Let’s talk tea cakes!!
The first tea cake I encountered was a very sweet marshmallow treat covered in dark chocolate with a cake base. There were no good impressions, this was a dessert that entered the forgotten and turned down desserts. Other than this encounter I never came across it again working in fine dining restaurants and establishments.
On my latest Afternoon tea assignment it emerged as one of the options, as one of the traditional options that it should be on the menu of a modern restaurant in Manchester.
The good news was that this was open to interpretation. I took each element and I striped it into sections. Base, filing, coating, then I decided that it can be more than just that.
To start with the flavour profiles that I was asked to use were thyme, honey, rosemary and gin amongst others that were the flavours of its matching cocktail.
I decided to have a financier sponge for a base, for the reason of giving texture and body to the overall product. Normally tea cakes come with a fairly fluffy sponge, closer to what a pain d’espagne is and, this creates a product that has no mouth lasting experience, or as I often describe no chew longevity :)
So financier it was in which I added thyme, finely chopped into the mix then left to rest for 2 days to allow the thyme to do it’s magic. Indeed the thyme was very pronounced once the sponge was baked, so pronounced that the financier on it’s own was too strong to have.
The marshmallow conception was easy, it had to be a honey marshmallow with a bit of vanilla. I took my favorite marshmallow recipe and I tweaked the sugar quantity to have enough body and a pronounced honey taste. I also found out that you cannot make a honey only marshmallow as honey is an inverted sugar and with that technical problems occur.
Then I needed the wow effect, a liquid centre. So far I had almonds, honey and thyme. Milk chocolate was the best choice and I made up my mind that milk chocolate would also be covering the tea cake. I made a very simple, milk chocolate and honey ganache to inject in the centre of the marshmallow.

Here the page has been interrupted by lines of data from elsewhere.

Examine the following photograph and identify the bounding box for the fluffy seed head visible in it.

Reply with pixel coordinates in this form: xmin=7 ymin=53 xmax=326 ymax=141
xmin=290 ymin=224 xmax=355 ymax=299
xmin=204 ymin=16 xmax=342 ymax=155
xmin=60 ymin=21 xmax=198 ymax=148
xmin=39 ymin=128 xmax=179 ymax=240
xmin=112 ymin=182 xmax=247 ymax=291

Cherry on the cake was the addition of a milk crumble coated in milk chocolate instead of white. Tiny little clusters next to the financier sponge, like a too-too around the final treat.
That was a 2019 hit for me and definitely something
Marshmallows are fun and are part of my childhood and, from what I notice it also is for many cultures. What I love about this is that people usually expect to taste and feel the same taste, texture and mouthful of what they remember, a factory made dense and chemically flavoured marshmallow, but in this case always (always), people are so positively surprised by what is a homemade artisanal version of what they remember, maybe a more ‘adult’ and sophisticated version which, I think, is a great way to taste and progress foods in life.
We surely are more equipped later in life to savour and comprehend flavours and textures than when we were children.
And all these make the challenge worthwhile, it is amazing how memories can shift what one thinks of a dessert and its impact to make it memorable.